The event took place at the QMUL Graduate Centre and was designed to engage students, researchers, and the wider public.
Sessions and speakers
Sessions throughout the day covered various facets of logic, including its applications in computer science, computational learning, the analysis of complex networks, and paradoxes. The agenda included:
- Pzemyslaw Walega (QMUL): Introduction
- Glynn Winskel (QMUL): From concurrent games to Gödel’s dialectica interpretation
- Nikos Tzevelekos (QMUL): Automata and logics for infinite alphabets
- Søren Riis (QMUL): logic, games & AI
- Vladislav Ryzhikov (Birkbeck University): Reverse engineering and learning of temporal logic queries
- Sandra Kiefer (Univ. of Oxford): Compact representations of graphs in logic
- Marc Roth (QMUL): The Weisfeiler-Leman dimension of pattern counting problems
- Paulo Oliva (QMUL): Self-reference and paradoxes: to Infinity and back!

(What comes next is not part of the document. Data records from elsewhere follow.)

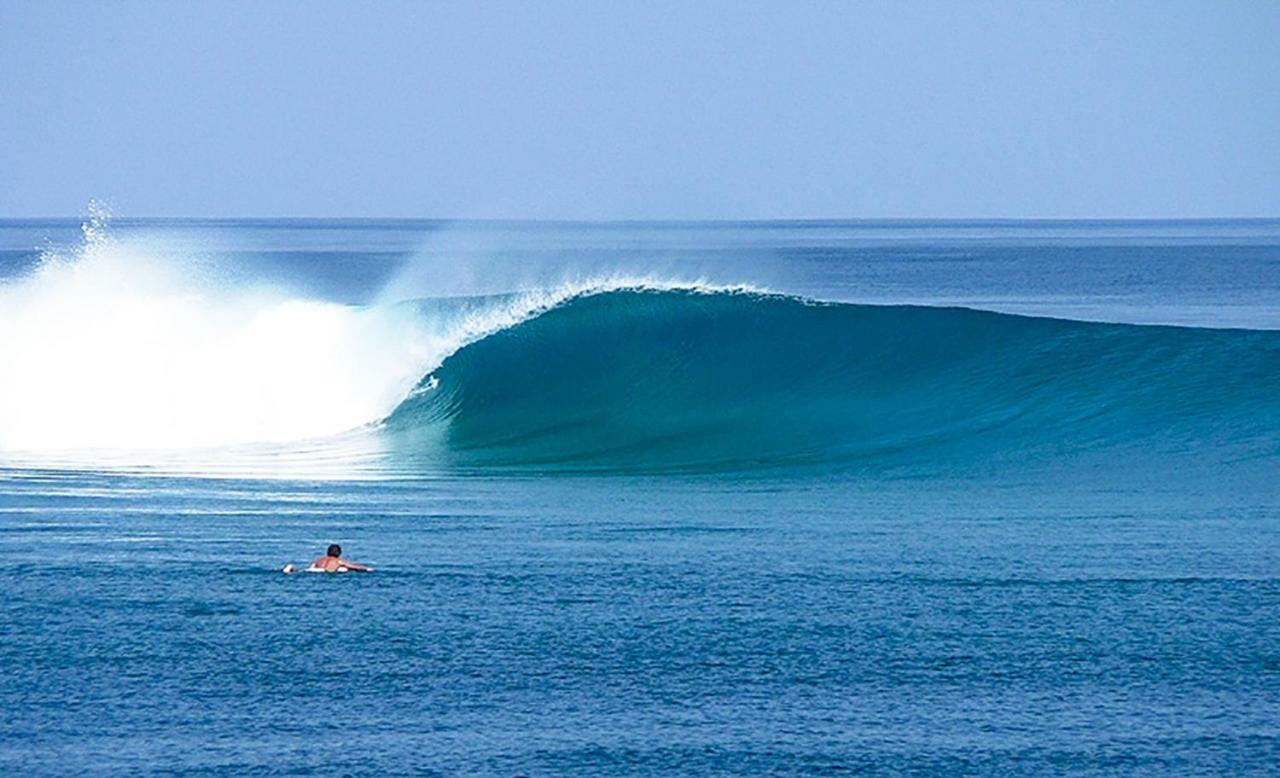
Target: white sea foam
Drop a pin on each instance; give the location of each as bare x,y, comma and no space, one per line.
114,347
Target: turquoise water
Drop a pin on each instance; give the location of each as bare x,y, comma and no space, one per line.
992,498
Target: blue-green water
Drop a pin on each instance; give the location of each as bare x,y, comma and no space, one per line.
992,498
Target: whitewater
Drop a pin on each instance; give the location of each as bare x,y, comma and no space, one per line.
141,351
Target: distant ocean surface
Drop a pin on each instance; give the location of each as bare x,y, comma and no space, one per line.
644,498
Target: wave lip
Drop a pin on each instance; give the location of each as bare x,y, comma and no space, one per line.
675,380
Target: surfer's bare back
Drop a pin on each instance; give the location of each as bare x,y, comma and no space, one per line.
333,563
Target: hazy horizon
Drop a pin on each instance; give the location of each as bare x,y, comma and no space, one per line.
588,111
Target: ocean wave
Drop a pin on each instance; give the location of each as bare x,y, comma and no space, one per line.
668,379
114,353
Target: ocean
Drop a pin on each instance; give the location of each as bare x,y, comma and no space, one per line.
643,498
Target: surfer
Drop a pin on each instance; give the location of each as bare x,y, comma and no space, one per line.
333,563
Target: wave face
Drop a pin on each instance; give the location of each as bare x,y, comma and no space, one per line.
671,380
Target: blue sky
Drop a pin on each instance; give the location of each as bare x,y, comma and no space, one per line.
641,110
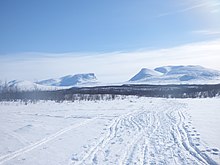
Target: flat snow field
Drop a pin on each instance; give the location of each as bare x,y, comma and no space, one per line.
123,131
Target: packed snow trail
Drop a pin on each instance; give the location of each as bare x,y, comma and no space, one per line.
32,146
127,131
150,136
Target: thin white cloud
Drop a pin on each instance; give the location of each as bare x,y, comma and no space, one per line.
213,6
109,67
206,32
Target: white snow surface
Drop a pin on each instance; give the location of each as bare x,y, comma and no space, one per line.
129,130
189,74
24,85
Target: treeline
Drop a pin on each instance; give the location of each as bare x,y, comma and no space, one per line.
112,92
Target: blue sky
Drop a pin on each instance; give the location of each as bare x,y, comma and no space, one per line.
57,26
40,39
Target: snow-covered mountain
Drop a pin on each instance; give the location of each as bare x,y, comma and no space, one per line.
177,75
24,85
71,80
88,79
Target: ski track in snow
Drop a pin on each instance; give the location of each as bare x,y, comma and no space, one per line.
157,134
146,137
32,146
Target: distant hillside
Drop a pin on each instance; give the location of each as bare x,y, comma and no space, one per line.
177,75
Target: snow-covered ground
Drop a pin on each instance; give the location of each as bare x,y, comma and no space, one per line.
123,131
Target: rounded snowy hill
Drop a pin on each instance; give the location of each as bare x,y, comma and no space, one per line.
190,74
70,80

In between sessions, Paul Curzon, Professor of Computer Science, also showcased a demo stand featuring magic tricks and conjuring with logics to promote the CS4FN - Computer Science for Fun magazine. You can find more information on the CS4FN blog here.
Future plans
EECS aims to make this a recurring annual event, always taking place on or around 14th January. The organising team will be looking at increasing the number of attendees and inviting more external speakers to enrich the program of future events.
You can find the slides from the talks on the event website.